The specific facts and reasoning of the Blackbird decision indicate helpful tips for building a successful fees argument. Parties involved in litigation who think their cases merit fees may want to consider:

  • Fee awards are based on totality of the circumstances: In Blackbird, HIM and the district court identified a constellation of problems that “severely affected every stage of the litigation.” It will rarely be enough to point to one or a few things the losing party did wrong. Instead courts will probably only award fees when there is a pattern or series of behavior suggesting the case is exceptional.  

  • Notice of intent to seek fees: In Blackbird, HIM had written to Blackbird on multiple occasions explaining that the case lacked merit and that HIM would seek fees. The court considered these letters as evidence that Blackbird proceeded with a weak case, even after it knew about flaws. Parties who intend to seek fees may want to consider similarly putting the other party on notice, and submitting that evidence.

  • Basis for fee request may evolve during a case: In Blackbird, the series of decreasing settlement offers influenced the court’s decision.
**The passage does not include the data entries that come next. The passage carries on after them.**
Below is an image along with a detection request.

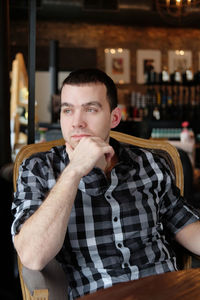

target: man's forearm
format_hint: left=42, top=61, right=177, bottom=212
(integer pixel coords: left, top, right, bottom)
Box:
left=14, top=165, right=80, bottom=270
One settlement during the course of litigation might not have been a problem, but the series and the amounts Blackbird offered suggested this case was exceptional. Other developments during a case may affect the merits, such that a case becomes exceptional after, e.g., discovery, claim construction, etc. Parties may want to consider the basis for an exceptional case periodically throughout the case. 

From a broader perspective, fee shifting can help correct an imbalance in litigation and make the abusive patent litigation business less profitable. Indeed, in Blackbird, both the Federal Circuit and the district court specifically acknowledged the potential for fee awards “to deter future abusive litigation.”

In the average patent case there is less cost and risk associated with asserting a patent, but the costs of a defense are significant and the risk of losing are substantial. Especially for startups, the costs of litigation, the costs of damages, or the existential threat of an injunction can be unbearable, meaning that some companies will pay significant settlements to avoid those costs and risks. This is particularly problematic when low-quality patents are asserted and/or patents are asserted against those that do not infringe them, because startups end up paying settlements to avoid meritless accusations. Indeed, a now-familiar business model has arisen to exploit that imbalance in patent litigation. Entities, variously referred to as PAEs, non-practicing entities, or “patent trolls” can assert, or threaten to assert, low-quality patents against companies, including startups, that do not even infringe. 

35 U.S.C. § 285, and the Blackbird decision specifically, are useful for startups facing abusive infringement threats. Startups who receive frivolous threats and patent demand letters can respond that they plan to seek fees and build their fees case throughout litigation. And plaintiffs who file meritless, frivolous, and/or abusive lawsuits suddenly have skin in the game, because they may have to pay fees. As such, the availability of fee shifting hopefully deters abuses. 

Disclaimer: This post provides general information related to the law. It does not, and is not intended to, provide legal advice and does not create an attorney-client relationship. If you need legal advice, please contact an attorney directly.